All this international machinery and the dramatic speed-up in communication, however, did little to prevent the continuation after 1945 of violent conflict across the world. In effect, a different type of world was developed. The motor was the clash of ideologies between what came to be known as the superpowers — the Soviet Union and the United States. They called it the Cold War, but most of the time it was a Hot War.

Instead of engaging each other directly, the superpowers used the rest of the world as a battleground, causing major wars in Korea and Vietnam; stoking fierce conflicts in Angola, Mozambique, Somalia, Nicaragua, Namibia, Malaysis, Laos, Afghanistan and Congo; and exploiting anti-colonial struggle in southern Africa. Coups and other political changes provided the excuse for interventions in a string of other countries including Chile, Guatemala, Hungary, Cuba and the Dominican Republic.

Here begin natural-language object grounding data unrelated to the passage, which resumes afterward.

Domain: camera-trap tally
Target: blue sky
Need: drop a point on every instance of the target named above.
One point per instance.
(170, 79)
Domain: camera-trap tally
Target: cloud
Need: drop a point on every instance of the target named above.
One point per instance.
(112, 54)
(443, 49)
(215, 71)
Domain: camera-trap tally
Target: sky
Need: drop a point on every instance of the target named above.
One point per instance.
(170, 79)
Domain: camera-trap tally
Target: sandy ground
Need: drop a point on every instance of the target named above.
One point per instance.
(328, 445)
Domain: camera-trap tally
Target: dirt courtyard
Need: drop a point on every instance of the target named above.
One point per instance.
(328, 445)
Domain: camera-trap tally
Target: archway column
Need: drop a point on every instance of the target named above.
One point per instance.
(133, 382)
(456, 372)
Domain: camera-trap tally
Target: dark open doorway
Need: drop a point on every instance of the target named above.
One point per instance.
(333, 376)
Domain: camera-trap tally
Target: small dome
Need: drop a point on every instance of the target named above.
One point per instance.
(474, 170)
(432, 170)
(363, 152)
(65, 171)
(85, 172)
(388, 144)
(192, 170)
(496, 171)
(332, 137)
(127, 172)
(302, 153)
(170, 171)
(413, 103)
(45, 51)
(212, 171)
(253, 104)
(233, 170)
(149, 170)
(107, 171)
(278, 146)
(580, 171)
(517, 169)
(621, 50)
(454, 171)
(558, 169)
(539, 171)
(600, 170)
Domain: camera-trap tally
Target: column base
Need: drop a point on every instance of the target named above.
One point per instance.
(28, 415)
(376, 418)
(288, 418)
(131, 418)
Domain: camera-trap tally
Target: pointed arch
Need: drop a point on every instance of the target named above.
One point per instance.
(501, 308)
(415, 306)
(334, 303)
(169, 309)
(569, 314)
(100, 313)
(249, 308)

Then the whole Soviet empire collapsed like a house of cards. A string of tottering leaders in the 1980s — Brezhnev, Andropov, Chernenko — gave way in 1985 to a man who, as the century ends, has become almost forgotten and yet must rate as one of its most significant leaders — Mikhail Gorbachev.

The Soviet Union collapsed and divided into 15 independent states. The USA emerged the winner of the Cold War, economically all-powerful but far from unscathed. The Vietnam War was a bitter and humbling experience from which the USA has still not recovered.

A month before the end of this century, citizens alarmed by the lack of real action by governments to curb commercial pressure and stop the destruction of the global environment at last began to cry: "Enough!"

At the meeting of the World Trade Organisation in Seattle, 50,000 demonstrators from many parts of the world signalled the beginning of a search for an alternative system to the rampant capitalism of the post-Cold War era. Their anger was the tip of a people’s iceberg.

In the opening years of the century the great debate will be about nothing less than the future of the Earth. Of the seven deadly sins, avarice now seems to be potentially the most lethal.